Quobyte plugs in to Google’s TensorFlow

HPC file system supplier Quobyte has added a plug-in for TensorFlow that by-passes the Linux kernel to speed machine learning.

TensorFlow machine learning apps that apply inference and model training on servers with attached GPUs can use the plug-in to go direct to Quobyte files.
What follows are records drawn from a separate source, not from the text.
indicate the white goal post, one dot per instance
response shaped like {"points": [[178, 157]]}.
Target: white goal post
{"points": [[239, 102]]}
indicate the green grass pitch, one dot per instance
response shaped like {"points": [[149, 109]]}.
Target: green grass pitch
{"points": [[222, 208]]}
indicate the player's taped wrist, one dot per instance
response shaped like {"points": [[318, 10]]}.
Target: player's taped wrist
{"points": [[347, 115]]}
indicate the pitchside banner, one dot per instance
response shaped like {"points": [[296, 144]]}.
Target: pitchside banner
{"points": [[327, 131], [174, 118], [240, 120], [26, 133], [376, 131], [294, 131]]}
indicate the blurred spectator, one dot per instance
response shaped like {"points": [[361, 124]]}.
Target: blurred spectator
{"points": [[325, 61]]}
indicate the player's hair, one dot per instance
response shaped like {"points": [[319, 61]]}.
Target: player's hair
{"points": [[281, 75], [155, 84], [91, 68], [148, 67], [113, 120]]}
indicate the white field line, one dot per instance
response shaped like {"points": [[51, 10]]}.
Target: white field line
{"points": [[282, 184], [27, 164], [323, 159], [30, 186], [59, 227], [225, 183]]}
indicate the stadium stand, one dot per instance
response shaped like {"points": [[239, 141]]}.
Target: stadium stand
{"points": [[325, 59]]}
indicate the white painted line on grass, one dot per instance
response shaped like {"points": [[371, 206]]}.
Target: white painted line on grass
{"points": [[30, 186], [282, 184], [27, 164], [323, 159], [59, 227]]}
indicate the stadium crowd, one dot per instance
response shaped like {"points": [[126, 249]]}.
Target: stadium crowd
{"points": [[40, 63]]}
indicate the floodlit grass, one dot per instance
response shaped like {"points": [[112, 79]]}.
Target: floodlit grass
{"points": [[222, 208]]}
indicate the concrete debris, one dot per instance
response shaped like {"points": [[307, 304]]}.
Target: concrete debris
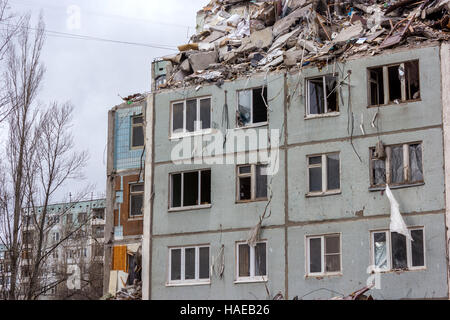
{"points": [[236, 38], [131, 292]]}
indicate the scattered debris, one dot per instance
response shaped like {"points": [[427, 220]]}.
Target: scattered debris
{"points": [[239, 37]]}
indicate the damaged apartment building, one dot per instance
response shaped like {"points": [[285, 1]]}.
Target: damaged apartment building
{"points": [[125, 193], [346, 98]]}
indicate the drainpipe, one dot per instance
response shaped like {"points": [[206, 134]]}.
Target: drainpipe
{"points": [[148, 198]]}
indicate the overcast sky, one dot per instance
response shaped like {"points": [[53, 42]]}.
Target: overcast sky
{"points": [[91, 74]]}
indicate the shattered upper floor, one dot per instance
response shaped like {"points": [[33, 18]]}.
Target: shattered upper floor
{"points": [[240, 37]]}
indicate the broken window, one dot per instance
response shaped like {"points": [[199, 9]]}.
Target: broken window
{"points": [[136, 199], [402, 164], [322, 95], [82, 217], [252, 106], [324, 254], [191, 188], [190, 264], [393, 251], [394, 83], [251, 261], [191, 115], [324, 173], [252, 182], [137, 131]]}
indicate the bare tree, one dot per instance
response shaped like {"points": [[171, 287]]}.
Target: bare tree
{"points": [[40, 160]]}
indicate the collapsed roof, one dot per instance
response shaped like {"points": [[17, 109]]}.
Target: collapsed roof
{"points": [[239, 37]]}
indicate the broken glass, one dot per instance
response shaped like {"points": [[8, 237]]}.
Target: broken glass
{"points": [[245, 188], [397, 164], [260, 259], [244, 108], [376, 86], [190, 188], [244, 260], [380, 250], [259, 105], [399, 260], [261, 182], [205, 186], [415, 162], [205, 113], [175, 259], [417, 252], [333, 179], [412, 80], [177, 117], [204, 263], [331, 92], [315, 252], [378, 170], [332, 254], [395, 91], [189, 264], [316, 96], [191, 115]]}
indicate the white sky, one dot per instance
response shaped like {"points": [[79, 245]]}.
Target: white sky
{"points": [[91, 74]]}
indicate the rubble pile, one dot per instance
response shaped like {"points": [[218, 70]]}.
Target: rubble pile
{"points": [[131, 292], [240, 37]]}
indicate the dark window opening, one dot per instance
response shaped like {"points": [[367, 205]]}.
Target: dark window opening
{"points": [[252, 106], [399, 258], [136, 199], [322, 95]]}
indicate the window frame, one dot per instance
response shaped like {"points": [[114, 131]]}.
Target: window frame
{"points": [[252, 124], [385, 75], [197, 130], [323, 166], [388, 234], [308, 114], [183, 208], [252, 176], [387, 165], [323, 271], [132, 126], [183, 281], [135, 193], [252, 257]]}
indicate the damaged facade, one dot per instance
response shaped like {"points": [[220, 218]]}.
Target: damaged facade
{"points": [[125, 194], [359, 95]]}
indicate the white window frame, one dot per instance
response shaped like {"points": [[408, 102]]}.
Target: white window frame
{"points": [[197, 123], [323, 166], [308, 94], [135, 193], [252, 277], [385, 75], [199, 206], [387, 165], [133, 125], [322, 255], [183, 281], [251, 123], [252, 176], [389, 251]]}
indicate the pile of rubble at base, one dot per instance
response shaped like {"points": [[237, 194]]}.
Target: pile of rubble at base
{"points": [[239, 37], [131, 292]]}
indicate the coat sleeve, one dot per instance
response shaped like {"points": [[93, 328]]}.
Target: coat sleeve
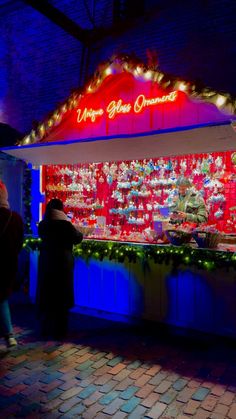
{"points": [[77, 236]]}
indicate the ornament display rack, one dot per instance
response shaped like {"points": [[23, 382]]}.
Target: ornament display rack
{"points": [[121, 199]]}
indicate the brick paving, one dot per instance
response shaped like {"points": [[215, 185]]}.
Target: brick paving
{"points": [[112, 370]]}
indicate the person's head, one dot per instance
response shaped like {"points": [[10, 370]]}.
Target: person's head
{"points": [[54, 204], [3, 195], [183, 183]]}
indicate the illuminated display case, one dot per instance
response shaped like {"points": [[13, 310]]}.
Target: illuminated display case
{"points": [[121, 200]]}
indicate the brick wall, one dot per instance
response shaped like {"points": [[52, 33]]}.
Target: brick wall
{"points": [[40, 63]]}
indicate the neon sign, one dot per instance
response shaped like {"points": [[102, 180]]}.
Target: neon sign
{"points": [[115, 108]]}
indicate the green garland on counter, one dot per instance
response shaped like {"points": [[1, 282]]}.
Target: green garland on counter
{"points": [[182, 255]]}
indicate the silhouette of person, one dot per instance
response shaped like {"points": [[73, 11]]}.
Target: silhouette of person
{"points": [[11, 240], [55, 289]]}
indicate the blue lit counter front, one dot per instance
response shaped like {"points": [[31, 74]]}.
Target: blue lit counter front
{"points": [[180, 286]]}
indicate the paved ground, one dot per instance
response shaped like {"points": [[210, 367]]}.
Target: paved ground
{"points": [[108, 370]]}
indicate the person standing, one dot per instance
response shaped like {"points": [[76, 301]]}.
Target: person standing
{"points": [[55, 288], [11, 240], [189, 205]]}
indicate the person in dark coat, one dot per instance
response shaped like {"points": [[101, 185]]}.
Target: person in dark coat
{"points": [[55, 290], [11, 240]]}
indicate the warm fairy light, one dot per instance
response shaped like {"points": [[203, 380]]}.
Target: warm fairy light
{"points": [[108, 71], [182, 86], [89, 89], [26, 140], [148, 75], [138, 71], [160, 77], [116, 107], [220, 101]]}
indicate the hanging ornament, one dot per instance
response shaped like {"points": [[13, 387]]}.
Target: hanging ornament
{"points": [[233, 158]]}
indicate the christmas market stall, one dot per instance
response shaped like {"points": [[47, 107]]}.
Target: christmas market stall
{"points": [[113, 153]]}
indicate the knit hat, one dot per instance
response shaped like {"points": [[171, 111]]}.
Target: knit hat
{"points": [[3, 195]]}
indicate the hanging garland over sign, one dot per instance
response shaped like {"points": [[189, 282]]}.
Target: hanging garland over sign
{"points": [[120, 252], [126, 63]]}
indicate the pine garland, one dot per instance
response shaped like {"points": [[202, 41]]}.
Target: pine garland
{"points": [[128, 252]]}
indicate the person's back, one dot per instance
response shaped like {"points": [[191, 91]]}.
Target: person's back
{"points": [[11, 240], [55, 291]]}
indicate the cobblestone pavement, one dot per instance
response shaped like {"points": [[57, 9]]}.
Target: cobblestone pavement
{"points": [[111, 370]]}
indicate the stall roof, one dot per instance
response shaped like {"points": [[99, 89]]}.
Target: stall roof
{"points": [[186, 140]]}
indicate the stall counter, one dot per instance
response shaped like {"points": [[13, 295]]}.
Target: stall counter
{"points": [[179, 286]]}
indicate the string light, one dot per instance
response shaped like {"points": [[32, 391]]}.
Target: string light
{"points": [[208, 260], [125, 63]]}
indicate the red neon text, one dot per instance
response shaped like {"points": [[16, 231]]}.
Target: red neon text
{"points": [[115, 108], [142, 102], [89, 114]]}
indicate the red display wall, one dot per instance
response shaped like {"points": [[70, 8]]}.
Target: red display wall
{"points": [[121, 199]]}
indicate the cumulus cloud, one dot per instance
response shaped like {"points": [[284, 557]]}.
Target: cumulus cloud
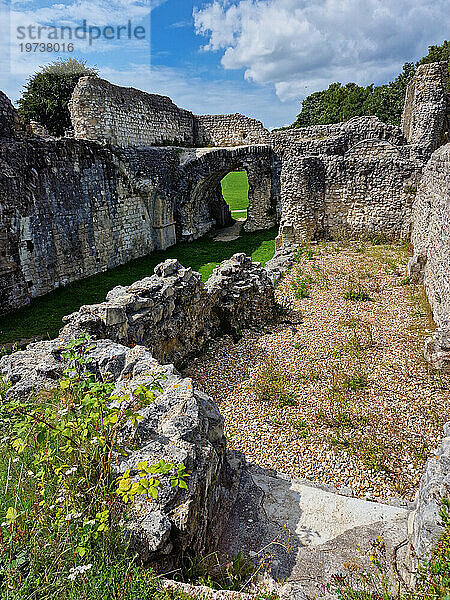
{"points": [[301, 46]]}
Berlin-based Quobyte provides scale-out, parallel access, distributed Data Centre File System software, supporting file, object and block access, including S3 and HDFS. The software supports and optimises the use of NVMe, SAS and SATA SSDs and hard disk drives. The company said its software is self-healing and fault-tolerant.

Customers include Airbus and the UK’s JASMIN supercomputer organisation,

The TensorFlow plug-in means old versions of Linux, with no TensorFlow support, can be used for machine learning. Also the plug-in can be used with the Google Cloud Platform for model training and inference there.

The company said it provides high throughput performance line speed of up to 10GB/sec or 100Gbit/s to each client to keep multiple GPUs per commodity server busy. It can scale out from four to thousands of servers.

When ML workloads are sensitive the Quobyte software features uniform ACLs, X.509 certificates, multi-tenancy, and physical separation of data/workloads on hardware for isolation.  It also supports encryption.

Blocks & Files thinks other HPC parallel and scale-out file system suppliers may add the TensorFlow support. Elastifile, Isilon, Lustre, Panasas, Qumulo, Spectrum Scale and WekaIO are likely candidates.